WSDOT's leadership has positioned the agency to move forward despite uncertain future revenue levels.

Changes are taking place thoughout the agency in an ongoing process of transforming our state's multi-modal transportation system and the agency itself in reliable, responsible and sustainable ways to meet future needs and demands.

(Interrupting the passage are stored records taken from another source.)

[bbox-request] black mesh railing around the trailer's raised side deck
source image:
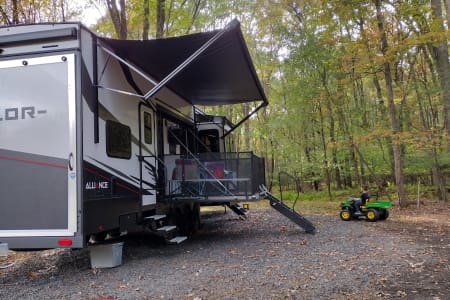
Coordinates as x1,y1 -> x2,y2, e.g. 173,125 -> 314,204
164,152 -> 265,202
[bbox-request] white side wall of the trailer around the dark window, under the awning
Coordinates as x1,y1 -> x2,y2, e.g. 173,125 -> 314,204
82,38 -> 193,206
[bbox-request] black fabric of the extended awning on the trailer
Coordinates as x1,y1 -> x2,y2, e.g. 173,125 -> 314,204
100,21 -> 267,106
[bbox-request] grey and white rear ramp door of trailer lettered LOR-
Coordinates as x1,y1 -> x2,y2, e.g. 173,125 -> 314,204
0,54 -> 77,248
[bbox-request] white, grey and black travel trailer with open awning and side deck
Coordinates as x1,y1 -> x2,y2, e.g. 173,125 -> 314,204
0,21 -> 314,254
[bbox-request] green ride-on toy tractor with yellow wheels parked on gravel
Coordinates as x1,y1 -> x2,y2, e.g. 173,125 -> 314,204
339,197 -> 392,222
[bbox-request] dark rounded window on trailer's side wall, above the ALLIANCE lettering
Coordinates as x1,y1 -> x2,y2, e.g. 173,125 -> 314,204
106,120 -> 131,159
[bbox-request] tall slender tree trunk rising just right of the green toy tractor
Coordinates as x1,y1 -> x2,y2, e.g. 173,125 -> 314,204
375,0 -> 407,207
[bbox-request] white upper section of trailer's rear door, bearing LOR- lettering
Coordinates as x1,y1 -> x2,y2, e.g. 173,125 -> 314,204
0,55 -> 74,159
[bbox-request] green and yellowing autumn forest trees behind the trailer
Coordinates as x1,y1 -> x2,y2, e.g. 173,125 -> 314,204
0,0 -> 450,205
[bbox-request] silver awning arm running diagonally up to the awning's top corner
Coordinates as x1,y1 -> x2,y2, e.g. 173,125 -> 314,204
144,20 -> 239,101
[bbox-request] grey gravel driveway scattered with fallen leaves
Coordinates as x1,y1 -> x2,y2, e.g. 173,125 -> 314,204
0,207 -> 444,300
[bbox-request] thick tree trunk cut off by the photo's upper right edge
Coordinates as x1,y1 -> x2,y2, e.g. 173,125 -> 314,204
431,0 -> 450,142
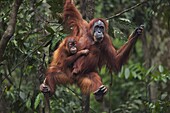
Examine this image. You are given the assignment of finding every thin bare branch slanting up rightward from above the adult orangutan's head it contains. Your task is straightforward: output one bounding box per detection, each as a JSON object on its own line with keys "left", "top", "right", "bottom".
{"left": 106, "top": 0, "right": 147, "bottom": 20}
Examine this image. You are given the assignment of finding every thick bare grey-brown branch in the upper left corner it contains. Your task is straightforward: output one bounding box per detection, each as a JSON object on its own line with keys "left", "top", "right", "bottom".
{"left": 0, "top": 0, "right": 22, "bottom": 62}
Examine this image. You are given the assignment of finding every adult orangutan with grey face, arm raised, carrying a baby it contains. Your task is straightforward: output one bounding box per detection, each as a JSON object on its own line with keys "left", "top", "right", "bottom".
{"left": 64, "top": 0, "right": 143, "bottom": 101}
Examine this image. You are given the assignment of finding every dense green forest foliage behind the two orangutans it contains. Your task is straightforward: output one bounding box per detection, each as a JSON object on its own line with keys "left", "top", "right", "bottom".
{"left": 0, "top": 0, "right": 170, "bottom": 113}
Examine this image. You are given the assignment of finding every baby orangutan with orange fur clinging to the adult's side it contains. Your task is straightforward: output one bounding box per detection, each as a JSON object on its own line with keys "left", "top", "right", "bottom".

Our vision and goal is to:

  • Achieve a sustainable core workforce that avoids costly and disruptive staffing-level fluctuation.
  • Remain an employer of choice - our employees will continue to have opportunities for meaningful, productive work.
  • Become smaller and more flexible while retaining our core competencies.
  • Continue delivering transportation investment programs and services with accountability and efficiency.

Our strategies include:

  • Reducing our Highway Construction Program workforce by 800 FTEs by 2015. Based on 2008 staffing levels, we will reduce WMS positions by 34 percent and classified positions by 36 percent.
  • Consolidating offices and functions - we will have reduced the number of project offices from 52 in 2008 to 35 by 2015, a 33 percent reduction.
  • Sharing resources and positions with specialized expertise across region boundaries


Our current workforce levels are not supported by future transportation revenue 
We are successfully delivering $15.5 billion in improvements to the transportation system. Yet much of this work will soon be completed and we recognize the need and opportunity to prepare and size WSDOT for the future.

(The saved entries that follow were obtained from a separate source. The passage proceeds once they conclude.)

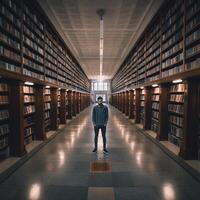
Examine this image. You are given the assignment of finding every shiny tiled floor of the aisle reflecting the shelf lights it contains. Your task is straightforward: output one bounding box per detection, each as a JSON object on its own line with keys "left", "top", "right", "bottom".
{"left": 0, "top": 105, "right": 200, "bottom": 200}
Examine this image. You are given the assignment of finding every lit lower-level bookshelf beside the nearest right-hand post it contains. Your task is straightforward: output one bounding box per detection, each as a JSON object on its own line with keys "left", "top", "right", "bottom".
{"left": 168, "top": 83, "right": 186, "bottom": 147}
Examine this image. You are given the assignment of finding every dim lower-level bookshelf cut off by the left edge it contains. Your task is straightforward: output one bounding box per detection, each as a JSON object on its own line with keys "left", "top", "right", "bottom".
{"left": 0, "top": 79, "right": 10, "bottom": 152}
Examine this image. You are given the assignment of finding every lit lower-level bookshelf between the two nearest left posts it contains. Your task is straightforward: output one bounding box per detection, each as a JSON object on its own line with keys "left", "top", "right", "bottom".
{"left": 23, "top": 84, "right": 36, "bottom": 145}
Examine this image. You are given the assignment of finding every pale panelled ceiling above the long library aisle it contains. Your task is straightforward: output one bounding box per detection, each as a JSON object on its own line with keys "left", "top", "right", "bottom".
{"left": 38, "top": 0, "right": 163, "bottom": 79}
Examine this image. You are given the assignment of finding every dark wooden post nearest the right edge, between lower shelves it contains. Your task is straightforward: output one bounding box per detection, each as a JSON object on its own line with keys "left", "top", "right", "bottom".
{"left": 179, "top": 79, "right": 200, "bottom": 160}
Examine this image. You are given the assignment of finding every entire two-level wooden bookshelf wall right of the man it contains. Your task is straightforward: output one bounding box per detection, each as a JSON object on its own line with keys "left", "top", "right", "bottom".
{"left": 111, "top": 0, "right": 200, "bottom": 159}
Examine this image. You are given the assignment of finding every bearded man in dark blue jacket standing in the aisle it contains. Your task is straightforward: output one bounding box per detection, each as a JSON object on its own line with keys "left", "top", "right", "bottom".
{"left": 92, "top": 97, "right": 108, "bottom": 153}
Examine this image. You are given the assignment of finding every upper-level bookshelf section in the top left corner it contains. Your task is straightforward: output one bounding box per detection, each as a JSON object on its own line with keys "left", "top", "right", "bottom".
{"left": 0, "top": 1, "right": 21, "bottom": 73}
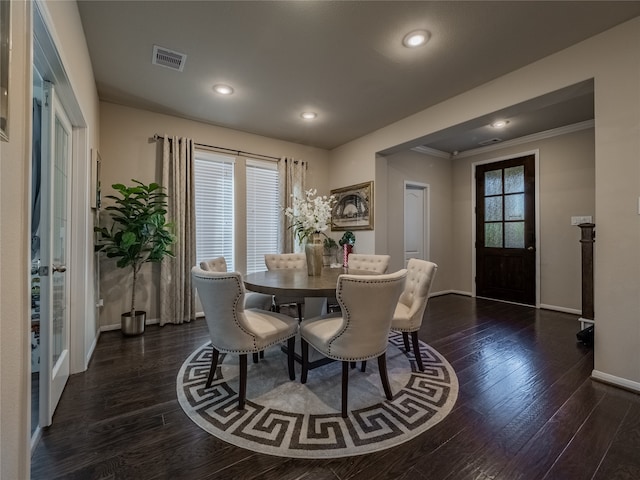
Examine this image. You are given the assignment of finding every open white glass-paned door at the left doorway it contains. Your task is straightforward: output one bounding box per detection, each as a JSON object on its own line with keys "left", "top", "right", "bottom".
{"left": 40, "top": 82, "right": 72, "bottom": 427}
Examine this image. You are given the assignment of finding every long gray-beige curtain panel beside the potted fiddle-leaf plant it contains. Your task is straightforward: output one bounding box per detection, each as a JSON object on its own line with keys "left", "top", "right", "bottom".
{"left": 160, "top": 135, "right": 196, "bottom": 325}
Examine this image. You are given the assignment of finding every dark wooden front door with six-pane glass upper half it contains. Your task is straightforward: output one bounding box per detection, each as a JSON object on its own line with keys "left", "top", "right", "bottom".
{"left": 476, "top": 155, "right": 536, "bottom": 305}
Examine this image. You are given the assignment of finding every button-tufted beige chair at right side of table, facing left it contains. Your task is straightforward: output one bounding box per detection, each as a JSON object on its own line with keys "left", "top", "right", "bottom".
{"left": 391, "top": 258, "right": 438, "bottom": 372}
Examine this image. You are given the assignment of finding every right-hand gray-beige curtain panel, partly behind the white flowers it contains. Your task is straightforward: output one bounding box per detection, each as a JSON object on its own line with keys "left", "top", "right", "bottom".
{"left": 278, "top": 157, "right": 307, "bottom": 253}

Our Highway Construction program is getting smaller:

  • We expect a 44 percent budget reduction will occur between the current 2011-2013 biennium, and 2013-2015 biennium
  • The 2003 and 2005 gas taxes (14.5-cents) funded 421 specific projects, of which 305 (as of October 2011) are now completed or under construction
  • These 421 projects were nearly 100-percent bonded, so these funds are committed to paying off the bond debt for the next 25 to 30 years.